Econometrics - Lecture 6

class: center, middle, inverse, title-slide

# Econometrics - Lecture 6
## Hypothesis Tests and Confidence Intervals
### Jonas Björnerstedt
### 2022-03-02

---

## Lecture Content

Uncertainty

- A little repetition of Probability and statistics

- Chapter 5 - Hypothesis tests

- Chapter 7 - Tests

---
class: inverse, center, middle
# Tests

## A little repetion
  
---
## Coin toss example

- A _fair coin_ has equal probability of heads and tails

- How do we deterimine if a coin is fair?

1. Toss the coin many times

1. Assign 1 if outcome is heads and -1 if tails

1. Take the average

1. Check if the average is close to zero

- But how can be sure it is fair if for example the average is 0.1 instead of zero?
   - How sure are we?

---
## Expected value and average

- What is the relationship between the expected value in the population and sample means taken from the population?

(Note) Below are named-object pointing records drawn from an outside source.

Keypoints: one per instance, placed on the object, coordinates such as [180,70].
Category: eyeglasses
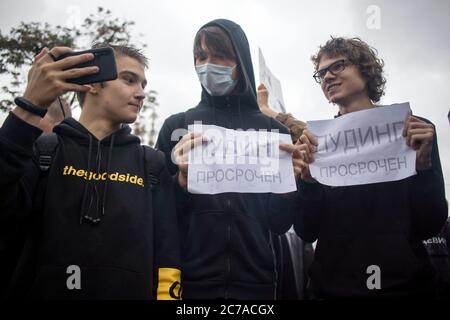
[334,69]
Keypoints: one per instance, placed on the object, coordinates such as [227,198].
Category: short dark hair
[121,51]
[362,56]
[217,42]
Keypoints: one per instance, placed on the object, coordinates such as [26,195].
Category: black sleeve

- Can we say how close the average height of 100 randomly sampled people is to the mean value in the population (the expected value)?

- Two approaches:

- Calculate the distribution of the mean

- The Central Limit Theorem (CLT)

---
## Design of a test

- Select a _null hypothesis_ `$H_0$`

- Create a statistic with a known distribution under `$H_0$`

- Calculate the value of this statistic for the data

- Determine the probability of actual outcome (or worse) occurring assuming `$H_0$`

- Reject `$H_0$` if the probability of the actual outcome occurring is below a chosen critical level

---
## Exact distribution

- If we know the distribution of the random variable `$X$`, we can calculate the distribution of `$\bar X$`

- Binomial distribution of fair coin
  
  - Normal distribution
  
- Given this calculated distribution, we can see how likely the mean in our sample is

- Reject `$H_0$` if it is _very_ unlikely (given some choice of threschold)

---
## [Coin toss - distribution](http://rstudio.sh.se/content/statistics02-figs#section-distribution) 🔗

.pull-left[

Outcome | Probability |
---------: | -------------: | 
1  | 1/2  
-1  | 1/2

* Expected value:

`$$E(Y) = -1*0.5 + 1*0.5 = 0$$`
* Variance:

`$$Var(Y) = (-1)^2*0.5 + (1)^2*0.5 = 1$$`

]
.pull-right[

![](statistics06_files/figure-html/unnamed-chunk-1-1.png)
]

---
## [Distribution of mean `$\bar Y$` - 2 obs](http://rstudio.sh.se/content/statistics02-figs#section-distribution) 🔗

.pull-left[

First | Second | Mean |
---------: | -------------: | ------:|
1  | 1 | 1 
1  | -1 | 0
-1  | 1 | 0
-1  | -1 | -1

* Expected value:

`$$E(\bar Y) = -1*\frac{1}{4} + 1*\frac{1}{4} + 0*\frac{1}{2} = 0$$`

]
.pull-right[

![](statistics06_files/figure-html/unnamed-chunk-2-1.png)
]

* Variance:

`$$Var(\bar Y) = (-1-0)^2 \frac{1}{4} + (1-0)^2*\frac{1}{4} + (0-0)^2\frac{1}{2} = \frac{1}{2}$$`

---
## Central Limit Theorem (CLT)

- Properties of the mean `$\bar Y$` of random samples of `$Y$`

- Central Limit Theorem (CLT)

- Take mean of independent random draws of `$Y$`

- Draws can have (almost) any distribution
    
1. Large sample imply that mean is almost normal

- Normal distribution is characterized by mean and variance

2. Mean will be close to expected value

3. Mean will vary due to sampling - _Standard error_ of `$\bar Y$`
  
  - Variance proportional to variance of `$Y$`
  
  - Variance inversely proportional to sample size `$n$`

`$$Var(\bar Y) = \frac{Var(Y)}{n}$$`
---
## [Coin toss average - find distribution 🔗 ](http://rstudio.sh.se/content/statistics02-figs.Rmd#section-Find-distribution)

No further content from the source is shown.